I am trying very hard not to be judgemental as i know that breastfeeding has it's challenges and i am blessed to have had an easy time with my son (26 months, nursed until 23, weaned when I went away for 3 nights and now I am expecting a daughter in November and plan to nurse into toddlerhood again). But I can't help but wonder why, out of 130 women, so few breastfeed! It's a little discouraging because the entire group seems to very pro formula and I often feel like I am the odd man out. I am trying to connect with other mothers who have similar philosophies and will go to the LLL meetings once a month once I move so that I can do so but I am just astounded that out of the 50 or so regular posters, only one or two breastfeed their under 12 month babies. Not that I can't be friends non-breastfeeding mothers but I think that my passion for nursing is a big part of my mothering style and I find that mothers who never breastfed tend to think my nursing my son for 23 months is nutso.

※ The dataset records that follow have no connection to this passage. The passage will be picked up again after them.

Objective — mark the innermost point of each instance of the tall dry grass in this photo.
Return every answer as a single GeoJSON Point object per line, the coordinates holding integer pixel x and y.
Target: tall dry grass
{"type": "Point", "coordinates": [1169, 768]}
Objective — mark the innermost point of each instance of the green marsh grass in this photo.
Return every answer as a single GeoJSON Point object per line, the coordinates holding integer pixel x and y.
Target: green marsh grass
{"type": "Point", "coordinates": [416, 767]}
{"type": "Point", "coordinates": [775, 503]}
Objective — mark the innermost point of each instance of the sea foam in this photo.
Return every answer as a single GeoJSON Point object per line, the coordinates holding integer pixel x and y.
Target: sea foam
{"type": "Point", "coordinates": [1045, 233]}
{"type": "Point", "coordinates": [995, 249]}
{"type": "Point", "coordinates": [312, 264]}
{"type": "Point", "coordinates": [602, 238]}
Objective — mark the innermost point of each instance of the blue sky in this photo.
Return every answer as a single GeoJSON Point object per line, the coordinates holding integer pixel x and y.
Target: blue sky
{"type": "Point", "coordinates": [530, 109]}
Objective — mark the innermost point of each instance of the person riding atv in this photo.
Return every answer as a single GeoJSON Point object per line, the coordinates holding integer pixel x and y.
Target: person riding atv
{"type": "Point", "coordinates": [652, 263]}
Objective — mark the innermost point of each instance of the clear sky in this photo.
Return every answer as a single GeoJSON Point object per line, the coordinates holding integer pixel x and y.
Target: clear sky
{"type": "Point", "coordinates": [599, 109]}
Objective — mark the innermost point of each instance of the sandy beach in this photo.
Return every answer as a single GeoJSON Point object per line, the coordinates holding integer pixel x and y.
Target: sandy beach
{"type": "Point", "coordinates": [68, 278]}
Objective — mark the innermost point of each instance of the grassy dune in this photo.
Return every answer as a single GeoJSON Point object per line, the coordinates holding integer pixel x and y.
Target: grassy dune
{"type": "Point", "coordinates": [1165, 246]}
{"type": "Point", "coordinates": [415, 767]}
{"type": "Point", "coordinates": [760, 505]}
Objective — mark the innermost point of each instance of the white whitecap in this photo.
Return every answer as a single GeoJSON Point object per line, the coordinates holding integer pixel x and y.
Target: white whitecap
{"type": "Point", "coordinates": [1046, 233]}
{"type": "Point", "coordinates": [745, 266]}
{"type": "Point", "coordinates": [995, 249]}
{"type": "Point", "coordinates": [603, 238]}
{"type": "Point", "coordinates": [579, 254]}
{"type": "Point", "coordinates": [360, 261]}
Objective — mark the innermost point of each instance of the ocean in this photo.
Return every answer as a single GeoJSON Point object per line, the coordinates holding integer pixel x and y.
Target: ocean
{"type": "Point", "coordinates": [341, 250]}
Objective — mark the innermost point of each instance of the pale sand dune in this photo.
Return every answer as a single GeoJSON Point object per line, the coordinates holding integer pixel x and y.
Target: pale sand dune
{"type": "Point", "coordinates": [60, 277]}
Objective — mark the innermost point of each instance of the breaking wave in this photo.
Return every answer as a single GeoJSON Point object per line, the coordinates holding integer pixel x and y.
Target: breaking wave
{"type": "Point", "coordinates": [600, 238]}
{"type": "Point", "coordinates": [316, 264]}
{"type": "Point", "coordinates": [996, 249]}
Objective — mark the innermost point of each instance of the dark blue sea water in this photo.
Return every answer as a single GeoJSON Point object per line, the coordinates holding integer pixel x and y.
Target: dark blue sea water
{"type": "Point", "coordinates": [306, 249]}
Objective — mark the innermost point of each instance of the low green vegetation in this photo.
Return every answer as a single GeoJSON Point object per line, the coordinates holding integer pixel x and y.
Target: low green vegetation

Is this a regional thing or do others find themselves to be the exception rather than the rule?
Well, I'm thinking that perhaps more of the moms breastfed than was obvious, maybe?
I'm not clear on the facebook group you are part of- did the members have to declare whether they bf or formula feed?
Its quite possible that there are more quiet nursers out there than you think. I'm certainly one of them. I have a large group of mom friends and aquaintences in my town, and even with the closest friends, none of them know that I bf'd my DS until he was 27 months. It just has never come up, I didn't bring it up, and we only nursed at home anyway by then, so no one would have had the opportunity to actually see us.
That could be true. It's a group of mothers that started out as friends of a friend of mine, that all walked together and had babies around the same time. It has expanded since then. We ask eachother advice mostly and discuss local resources, activities... Maybe the nursers just aren't the ones that comment.
I felt the same way until I started going to LLL and have made several friends through that now and have playdates with them. They are now my core group of mommy friends moreso than the women I was friends with before. That would be where I would start, but I know it's going to be hard. Good luck!!
I hear ya and you have my sympathy. I feel the same way and even the toddler LLL meeting don't help because there are like 2yr olds and I still feel out of place with my 4 yo. : ( Just remember we are doing the best for our "babies" and you have us here who totally understand.
~Katie~ married to J, mom to DD- A 13 yrs ,DS- L 7yrs , and my little nursling DD2- R 5yrs.
I live in a huge metropolitan city with millions of people and I feel alone and weird for continuing to BF my three year old. The only place I find women similar to myself is on Mothering.com. I am certainly the exception to the rule where I live. Thank heavens for MDC.